De son côté, Pascal n’avait pas dit à Arnauld autre chose, si ce n’est : « Vous êtes et nous sommes bien et dûment condamnés dans les formes, mais l’esprit de cette condamnation est un esprit de mensonge ; tout biais qui mène à s’y soumettre est un acte de lâcheté et de prévarication, et mérite qu’on le flétrisse de son vrai nom, comme abominable devant Dieu et méprisable devant les hommes. » — Et s’il ne concluait pas en disant : Sortons ! il avait pour mot d’ordre : Tenons-nous ferme et crions !

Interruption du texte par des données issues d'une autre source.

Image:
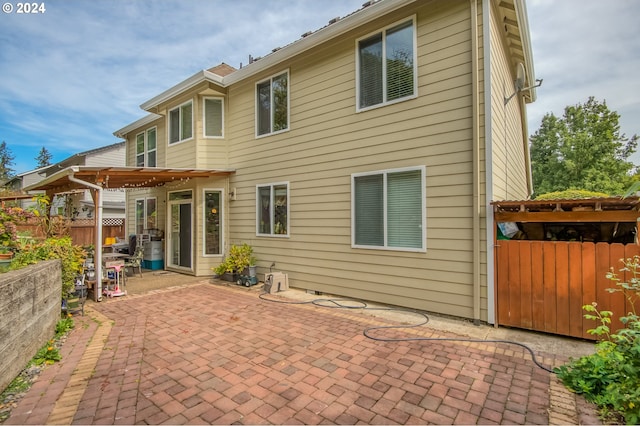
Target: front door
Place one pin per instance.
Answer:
(180, 237)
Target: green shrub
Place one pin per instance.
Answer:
(610, 377)
(71, 256)
(239, 258)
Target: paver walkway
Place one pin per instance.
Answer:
(208, 354)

De sorte que Pascal, abandonnant la tactique de ses dix-septième et dix-huitième Provinciales et se rendant compte enfin de la situation, l’envisageant avec toute la lucidité et la franchise de son intelligence, l’exprimant avec toute la concision et la véhémence de sa parole, Pascal n’hésitait pas à confesser bien haut combien la Chrétienté catholique, presque tout entière, était engagée par son Chef dans des voies selon lui parjures, c’est-à-dire qu’il soutenait contre Arnauld sur

  1. Voir Jurieu dans son livre intitulé : L’Esprit de M. Arnauld, tome 1, pages 8, 238, etc., etc. Jurieu l’injurieux (comme dit Voltaire) se trompait en mettant en doute la parfaite sincérité d’Arnauld ; il accordait trop à ses lumières et faisait tort à son cœur.
  2. « Et cur non nobiscum egrediuntur diu Viri optimi, a Papis damnati, a Jesuitis afflicti, pressique intolerabili jugo quod conscientiae libertatem non permittit ?  » (Melchior Leydecker, de Jansenii Vita et Morte, lib. III, cap. X.)